PERTEMUAN MINGGU KE-9: Pembelajaran

Pada bagian ini, mahasiswa akan mendapatkan beberapa pengalaman belajar sebagai berikut. 1. Memiliki pemahaman yang mendalam tentang pemelajaran dan prosesnya.

2. Memiliki keterampilan untuk membangun proses pemelajaran di dalam organisasi. 3. Menganalisis faktor-faktor proses pemelajaran di dalam interaksi organisasi.

Pemelajaran merupakan proses yang seyogyanya dilalui oleh setiap insan manusia. Mengapa? Karena melalui proses pemelajaranlah seseorang dapat mengembangkan nilai dan kualitas dirinya. Dengan memiliki nilai dan kualitas yang memadai, maka seseorang dapat melanjutkan rangkaian kehidupan ini dengan baik. Analogi proses ini dapat dikenakan juga kepada entitas lain, yakni organisasi. Organisasi sebagai organisme diharapkan dalam tumbuh kembangnya telah melalui proses pemelajaran yang sebagaimana mestinya.

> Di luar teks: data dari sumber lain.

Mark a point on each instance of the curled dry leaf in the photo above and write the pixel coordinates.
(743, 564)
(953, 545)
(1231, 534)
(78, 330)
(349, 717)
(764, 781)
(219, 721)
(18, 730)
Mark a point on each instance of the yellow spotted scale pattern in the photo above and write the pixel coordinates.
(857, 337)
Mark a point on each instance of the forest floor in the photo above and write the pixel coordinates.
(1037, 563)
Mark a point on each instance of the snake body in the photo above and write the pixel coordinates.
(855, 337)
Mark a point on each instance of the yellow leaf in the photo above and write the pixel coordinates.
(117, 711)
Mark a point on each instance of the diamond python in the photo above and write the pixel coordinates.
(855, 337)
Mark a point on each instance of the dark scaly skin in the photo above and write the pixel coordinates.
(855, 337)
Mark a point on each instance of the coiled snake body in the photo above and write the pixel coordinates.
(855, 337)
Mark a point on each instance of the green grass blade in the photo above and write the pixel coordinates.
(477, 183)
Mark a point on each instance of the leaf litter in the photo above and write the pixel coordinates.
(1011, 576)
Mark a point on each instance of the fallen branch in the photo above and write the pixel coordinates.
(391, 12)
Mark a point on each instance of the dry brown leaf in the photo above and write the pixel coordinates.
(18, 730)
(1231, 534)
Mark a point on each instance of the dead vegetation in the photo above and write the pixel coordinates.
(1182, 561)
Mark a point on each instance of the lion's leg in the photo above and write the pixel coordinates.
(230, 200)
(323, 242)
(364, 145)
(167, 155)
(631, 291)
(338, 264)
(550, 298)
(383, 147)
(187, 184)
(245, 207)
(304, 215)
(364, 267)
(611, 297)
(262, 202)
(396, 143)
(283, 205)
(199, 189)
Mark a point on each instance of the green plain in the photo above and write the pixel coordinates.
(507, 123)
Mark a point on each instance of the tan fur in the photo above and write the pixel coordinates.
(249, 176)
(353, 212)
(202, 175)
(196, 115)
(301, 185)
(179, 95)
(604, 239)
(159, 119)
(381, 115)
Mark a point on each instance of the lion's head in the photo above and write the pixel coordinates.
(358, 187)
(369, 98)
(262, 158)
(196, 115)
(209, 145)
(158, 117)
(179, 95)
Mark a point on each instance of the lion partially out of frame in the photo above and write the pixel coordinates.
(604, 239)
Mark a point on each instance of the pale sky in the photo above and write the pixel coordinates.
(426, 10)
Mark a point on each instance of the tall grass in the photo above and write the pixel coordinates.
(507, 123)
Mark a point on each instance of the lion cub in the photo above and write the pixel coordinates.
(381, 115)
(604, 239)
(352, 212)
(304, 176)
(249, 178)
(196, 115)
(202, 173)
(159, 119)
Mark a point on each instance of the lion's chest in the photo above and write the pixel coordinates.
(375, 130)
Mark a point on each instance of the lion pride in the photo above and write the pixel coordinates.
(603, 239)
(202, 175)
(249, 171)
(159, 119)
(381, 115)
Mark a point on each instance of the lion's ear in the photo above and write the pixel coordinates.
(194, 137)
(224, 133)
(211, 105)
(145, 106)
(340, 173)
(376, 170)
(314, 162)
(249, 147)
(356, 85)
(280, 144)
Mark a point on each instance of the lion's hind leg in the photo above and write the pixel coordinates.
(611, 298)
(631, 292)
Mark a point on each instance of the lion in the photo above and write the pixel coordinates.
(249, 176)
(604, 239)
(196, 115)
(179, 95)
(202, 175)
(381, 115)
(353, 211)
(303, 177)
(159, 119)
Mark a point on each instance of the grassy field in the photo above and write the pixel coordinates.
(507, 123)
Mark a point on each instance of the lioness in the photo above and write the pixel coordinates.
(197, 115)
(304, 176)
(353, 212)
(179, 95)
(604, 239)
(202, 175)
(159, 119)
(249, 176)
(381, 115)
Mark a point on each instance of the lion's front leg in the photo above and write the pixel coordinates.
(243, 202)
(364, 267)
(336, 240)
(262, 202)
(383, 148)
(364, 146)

Sebagai organisme, organisasi harus diberikan ‘asupan’ agar dapat menyelenggarakan seluruh kegiatan usahanya. Asupan menunjuk kepada input-input pelajaran pengalaman dalam organisasi. Sehingga, organisasi menjadi smart dalam merespon fenomena-fenomena yang terjadi di dalam unit-unit usahanya. Semisal: Proses perekrutan karyawan, penempatan, jenjang karier, remunerasi, promosi, demosi, dan lain sebagainya. Proses-proses tersebut membutuhkan kapasitas dalam mengurai setiap permasalahan yang terjadi. Melalui setiap pengalaman yang dihadapi oleh organisasi tersebut, maka proses pemelajaran dapat berlangsung dengan baik.

Pada bagian ini, disampaikan beberapa pokok pikiran yang berkaitan langsung dengan pemelajaran. Di antaranya: Definisi belajar dan pemelajaran, ciri-ciri pemelajaran, komponen pemelajaran, mtode pemelajaran, media pemelajaran, evaluasi proses pemelajaran, dan pemelajaran sosial. Pokok-pokok pikiran tersebut dipaparkan dalam konteks keilmuan dan praktis, agar mahasiswa dapat memahami sub bab pemelajaran secara komprehensif. Namun sebelum materi dipaparankan lebih jauh, maka disampaikan sebuah cerita yang berkaitan dengan proses pemelajaran organisasi.

George ‘Kodak‘ Eastman

George Eastman adalah pendiri sekaligus pemilik perusahaan kamera analog, Kodak yang didirikan pada 1888. Kamera analog bersama dengan bisnis roll filmnya menjadi satu-satunya pilihan alat fotografi saat itu. Masyarakat dunia mengenal dengan baik produk ini dengan segala fitur-fitur yang dimiliki. Bahkan, kamera buatan perusahaan Kodak ini telah tercatat dalam sejarah digunkaan oleh Neil Amstrong dalam mengabadikan pendaratan kakinya di bulan pada 1969. Begitu kuat dan terkenalnya produk Kodak di bawah kepemimpinan George Eastman ini. Demikian juga di Indonesia, produk kamera analog beserta roll-roll filmnya menjadi produk wajib dalam mengabadikan setiap moment perayaan dan Kodak adalah pilihannya.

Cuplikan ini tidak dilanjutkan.